In a preferred embodiment, a portion of the withdrawn heavy naphtha fraction is cooled and combined with said reflux stream for introduction into said first column through said third locus.

Other objects and embodiments, contemplated and encompassed by the present inventive concept, will become evident from the following more detailed description. In one such other embodiment, the first vaporous phase is separated, at an increased pressure, to provide (i) a third vaporous phase and, (ii) a second liquid phase, and the second liquid phase is introduced into said second fractionation column.

SUMMARY OF INVENTION

In essence, the present inventive concept involves separately withdrawing, as a side-cut fraction, heavy naphtha through a locus below that through which a light naphtha reflux stream is returned. As hereinbefore set forth, this is contrasted to the prior art operation of the main column wherein the naphtha fraction, boiling up to about a temperature of 450.degree. F. (232.degree. C.), is withdrawn as a single overhead stream. This total naphtha fraction is introduced, after cooling and condensation, into an overhead receiver. Vaporous material is introduced into a high-pressure receiver and the liquid into a stabilizer column after a portion has been utilized as reflux to the main column. The vapor from the high-pressure receiver is transported to a suitable recovery system, while the condensed liquid is introduced into the stabilizer column. The liquid portion from the latter is introduced into a so-called "rerun" column wherein the liquid is separated into an overhead light naphtha fraction and a bottoms heavy naphtha fraction.
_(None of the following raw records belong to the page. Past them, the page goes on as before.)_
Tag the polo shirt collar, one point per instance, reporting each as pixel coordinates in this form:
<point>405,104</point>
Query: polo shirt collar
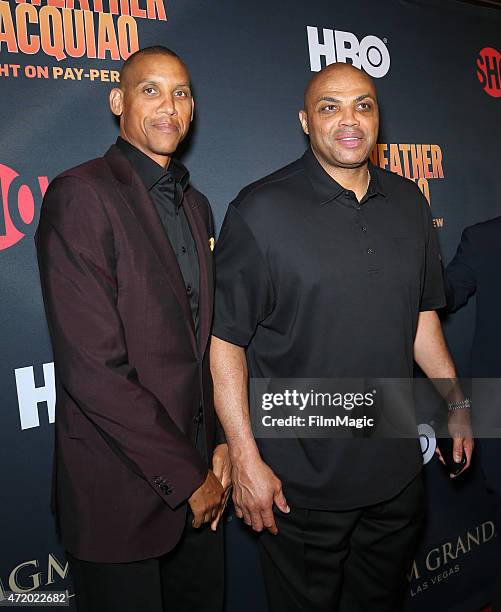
<point>327,189</point>
<point>149,171</point>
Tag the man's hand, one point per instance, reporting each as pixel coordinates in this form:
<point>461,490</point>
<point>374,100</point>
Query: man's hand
<point>255,489</point>
<point>206,500</point>
<point>462,436</point>
<point>221,466</point>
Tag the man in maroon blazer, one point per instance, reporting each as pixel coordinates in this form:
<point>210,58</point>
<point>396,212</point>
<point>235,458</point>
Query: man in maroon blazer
<point>125,256</point>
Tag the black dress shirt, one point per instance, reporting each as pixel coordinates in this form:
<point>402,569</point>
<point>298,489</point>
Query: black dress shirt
<point>475,270</point>
<point>317,285</point>
<point>166,190</point>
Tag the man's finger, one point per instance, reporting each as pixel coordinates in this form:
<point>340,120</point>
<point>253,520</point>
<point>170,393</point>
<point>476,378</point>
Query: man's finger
<point>215,521</point>
<point>457,450</point>
<point>269,522</point>
<point>246,517</point>
<point>196,522</point>
<point>281,502</point>
<point>256,521</point>
<point>468,451</point>
<point>440,457</point>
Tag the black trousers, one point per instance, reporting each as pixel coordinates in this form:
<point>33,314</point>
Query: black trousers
<point>352,561</point>
<point>190,578</point>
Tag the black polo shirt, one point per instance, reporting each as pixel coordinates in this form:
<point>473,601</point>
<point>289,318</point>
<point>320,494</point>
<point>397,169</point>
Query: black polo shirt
<point>166,189</point>
<point>317,285</point>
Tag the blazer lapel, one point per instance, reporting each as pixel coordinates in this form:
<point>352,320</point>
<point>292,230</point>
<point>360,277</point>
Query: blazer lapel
<point>201,238</point>
<point>136,197</point>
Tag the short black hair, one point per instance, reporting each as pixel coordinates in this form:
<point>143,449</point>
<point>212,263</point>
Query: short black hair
<point>153,50</point>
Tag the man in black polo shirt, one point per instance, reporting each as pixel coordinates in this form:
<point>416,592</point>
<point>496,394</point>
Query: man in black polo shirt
<point>328,268</point>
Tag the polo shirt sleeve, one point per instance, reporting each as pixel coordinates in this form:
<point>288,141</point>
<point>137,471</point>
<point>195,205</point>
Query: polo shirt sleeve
<point>244,293</point>
<point>433,294</point>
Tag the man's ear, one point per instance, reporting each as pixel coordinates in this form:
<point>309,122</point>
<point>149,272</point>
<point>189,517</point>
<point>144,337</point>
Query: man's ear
<point>303,119</point>
<point>116,101</point>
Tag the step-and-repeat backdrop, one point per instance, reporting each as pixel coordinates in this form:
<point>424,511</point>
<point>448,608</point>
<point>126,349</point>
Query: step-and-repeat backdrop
<point>437,65</point>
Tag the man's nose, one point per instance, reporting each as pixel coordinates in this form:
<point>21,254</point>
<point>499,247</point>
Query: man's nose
<point>349,117</point>
<point>168,105</point>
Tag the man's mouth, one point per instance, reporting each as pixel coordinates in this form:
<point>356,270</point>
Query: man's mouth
<point>165,127</point>
<point>350,142</point>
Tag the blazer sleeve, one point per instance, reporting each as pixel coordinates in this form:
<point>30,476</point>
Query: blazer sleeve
<point>76,254</point>
<point>461,280</point>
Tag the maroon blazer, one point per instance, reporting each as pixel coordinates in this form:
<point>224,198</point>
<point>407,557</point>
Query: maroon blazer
<point>130,373</point>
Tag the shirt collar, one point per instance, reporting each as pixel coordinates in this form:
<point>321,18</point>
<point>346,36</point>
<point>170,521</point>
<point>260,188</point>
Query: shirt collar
<point>149,171</point>
<point>327,189</point>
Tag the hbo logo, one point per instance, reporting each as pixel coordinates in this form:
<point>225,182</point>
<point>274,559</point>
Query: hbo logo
<point>370,53</point>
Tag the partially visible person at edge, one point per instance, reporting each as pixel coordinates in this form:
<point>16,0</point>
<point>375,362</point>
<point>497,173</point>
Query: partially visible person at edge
<point>126,270</point>
<point>329,268</point>
<point>474,270</point>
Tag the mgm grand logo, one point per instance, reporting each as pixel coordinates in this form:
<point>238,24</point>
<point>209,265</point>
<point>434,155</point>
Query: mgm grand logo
<point>31,575</point>
<point>443,561</point>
Comparing a new fluid catalytic cracking system, constructed in accordance with the method of the present invention, with that of the prior art as outlined above, the light naphtha fraction is removed as the sole overhead stream from the main column, condensed and introduced into the low-pressure receiver. Since the heavy naphtha is removed as a separate, side-cut stream, the equipment duty relative to the low-pressure receiver (expressed as BTU/hr.) is about 40.0% to about 60.0% less for the same charge stock flow rate to the reactor section. The heavy naphtha is stripped of light naphtha in a fractionation column which need be no larger than the rerun column employed in current units. Furthermore, since the stabilizer serves only to separate vaporous hydrocarbons from the light naphtha, as contrasted to separating vapors from the total naphtha fraction, it can easily be constructed with about 30.0% to about 50.0% less tray area. As hereinbefore stated and as hereinafter set forth in a specific example, my invention is also advantageously employed in revamping an existing FCC unit where increased charge stock flow to the reactor is desired. Except for increasing the size of the fresh charge stock heater, obviously necessitated through an increased flow rate, the major vessels can be used as they exist. Thus, there is no need to revamp, or change the overhead system of the main column to conform to the increased flow rate. The "old" rerun column serves well for stripping light naphtha from the heavy naphtha side-cut, and the existing stabilizer functions acceptably in handling only the recovery of a light liquid naphtha fraction. As with a newly constructed unit, there exists considerable operating savings with respect to the utilities necessary to operate acceptably and efficiently. Other beneficial advantages will be evident to those skilled in the appropriate art from the following more detailed description, particularly in conjunction with the accompanying drawing.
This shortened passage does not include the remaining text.